Maryland Wins Stimulus Grant to Fund High-Speed Internet


By STEPHANIE GLEASON

WASHINGTON (Sept. 17, 2010)—Nearly 2 million homes and 443,000 businesses will be linked to vital broadband Internet service under a $115 million federal grant announced Friday.

"Maryland is moving forward," Baltimore Mayor Stephanie Rawlings-Blake said, "not at a snail's pace, at an Internet high-speed pace."

The grant will fund 1,200 miles of high-speed Internet line to be installed within three years and provide connectivity to those who either cannot receive Internet access or have very slow Internet access.

For rural parts of Maryland, access to broadband Internet will greatly affect residents and small businesses.

"There's still a lot of places that have dial-up connections. This is really going to improve the quality of life for residents and allow our businesses to compete more effectively and efficiently," Karen Glenn Hood, public relations director for the Maryland Department of Business and Economic Development said.

Sen. Barbara Mikulski, D-Md., headed the effort to win the funds, along with Gov. Martin O'Malley and had the foresight as many as 10 years ago to understand the importance of broadband, Rep. Elijah Cummings, D-Baltimore, recalled.

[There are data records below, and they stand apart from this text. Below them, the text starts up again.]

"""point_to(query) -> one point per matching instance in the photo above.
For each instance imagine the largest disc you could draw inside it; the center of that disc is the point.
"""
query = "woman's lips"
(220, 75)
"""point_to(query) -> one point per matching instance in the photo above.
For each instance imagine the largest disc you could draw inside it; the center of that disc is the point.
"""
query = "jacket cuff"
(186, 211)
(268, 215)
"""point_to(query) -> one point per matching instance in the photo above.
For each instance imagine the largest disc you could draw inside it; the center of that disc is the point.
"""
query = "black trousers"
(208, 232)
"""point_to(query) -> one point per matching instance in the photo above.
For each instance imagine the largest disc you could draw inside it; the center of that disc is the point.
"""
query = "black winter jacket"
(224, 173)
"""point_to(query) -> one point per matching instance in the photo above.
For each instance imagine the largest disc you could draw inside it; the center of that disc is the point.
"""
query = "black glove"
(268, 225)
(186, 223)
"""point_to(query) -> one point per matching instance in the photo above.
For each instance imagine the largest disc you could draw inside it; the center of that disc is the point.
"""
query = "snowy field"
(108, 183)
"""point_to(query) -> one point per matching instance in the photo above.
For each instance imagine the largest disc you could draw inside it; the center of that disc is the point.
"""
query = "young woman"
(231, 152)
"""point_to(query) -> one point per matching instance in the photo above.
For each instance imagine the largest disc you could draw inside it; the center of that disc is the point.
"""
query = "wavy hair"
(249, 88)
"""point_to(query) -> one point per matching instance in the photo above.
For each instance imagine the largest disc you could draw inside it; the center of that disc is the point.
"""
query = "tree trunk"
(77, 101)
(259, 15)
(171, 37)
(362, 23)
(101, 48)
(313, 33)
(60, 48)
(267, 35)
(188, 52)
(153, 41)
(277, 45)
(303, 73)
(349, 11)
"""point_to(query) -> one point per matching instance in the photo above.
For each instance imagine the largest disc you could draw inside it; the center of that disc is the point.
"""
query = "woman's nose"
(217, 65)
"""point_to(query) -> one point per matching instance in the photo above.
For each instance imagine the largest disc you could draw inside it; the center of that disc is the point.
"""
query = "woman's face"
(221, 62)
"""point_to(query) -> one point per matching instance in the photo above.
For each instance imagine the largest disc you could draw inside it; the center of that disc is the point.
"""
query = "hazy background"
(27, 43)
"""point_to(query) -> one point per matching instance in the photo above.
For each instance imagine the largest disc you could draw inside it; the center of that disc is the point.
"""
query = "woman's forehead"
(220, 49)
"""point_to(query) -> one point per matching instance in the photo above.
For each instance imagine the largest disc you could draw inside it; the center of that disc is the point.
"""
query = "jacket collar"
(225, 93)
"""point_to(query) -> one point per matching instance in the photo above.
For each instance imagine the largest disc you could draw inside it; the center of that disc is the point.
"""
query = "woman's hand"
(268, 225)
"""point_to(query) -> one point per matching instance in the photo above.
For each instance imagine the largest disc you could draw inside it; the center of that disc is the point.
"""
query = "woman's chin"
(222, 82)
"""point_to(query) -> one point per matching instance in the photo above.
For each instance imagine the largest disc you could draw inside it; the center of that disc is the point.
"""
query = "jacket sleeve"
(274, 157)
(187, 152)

"In this couple of blocks were over 500 jobs," Mikulski said, recalling that her first job was across the street. "People made good money, and they sent their kids to school. But those jobs left. They left (Baltimore neighborhood) Canton, just like many jobs are now leaving the United States of America.

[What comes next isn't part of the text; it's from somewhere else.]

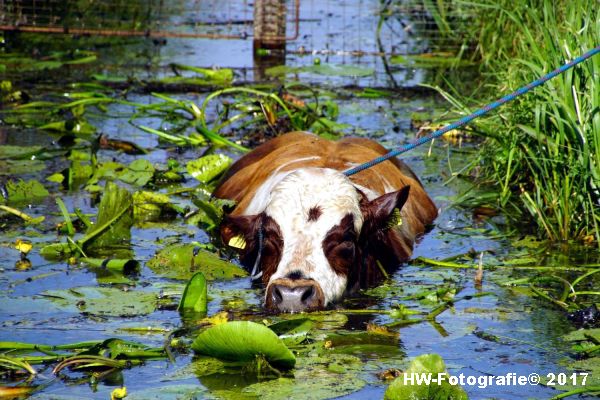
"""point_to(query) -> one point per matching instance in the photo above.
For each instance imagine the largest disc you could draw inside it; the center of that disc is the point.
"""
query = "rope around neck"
(482, 111)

"Now today, as part of that journey, we're transforming Maryland's economy by making sure that we are digital Maryland, so that no jobs go anywhere."

"This was an extremely competitive situation," Sen. Ben Cardin, D-Md., said. "And Maryland has gotten one of the largest grants in this nation for broadband."

Officials tried to demonstrate what broadband could look like, using digital video conferencing to show Rep. Frank Kratovil, D-Stevensville, speak from the Eastern Shore.

"This is digital harbor to digital shore," O'Malley said in Baltimore, calling Kratovil to speak from Easton Memorial Hospital. However, the Baltimore audience couldn't see Kratovil because the room was so dimly lit.

They could hear him, however, praising the federal grant.

When people ask "'Where can I see the stimulus working?'" Kratovil said, the answer is "right here in Maryland...

"This announcement ensures that your address or your income will not dictate the technology that you have access to."

"You see broadband here on the (Eastern) Shore, for example, reaches limited areas," Patti Willis, spokeswoman for Shore Health Systems said. "That's a problem for the future as health care changes and allows patients to be monitored at home for chronic illness."

The expanded broadband system will also allow the hospital to send images like X-rays and CT scans that could not previously be sent because of limited bandwidth.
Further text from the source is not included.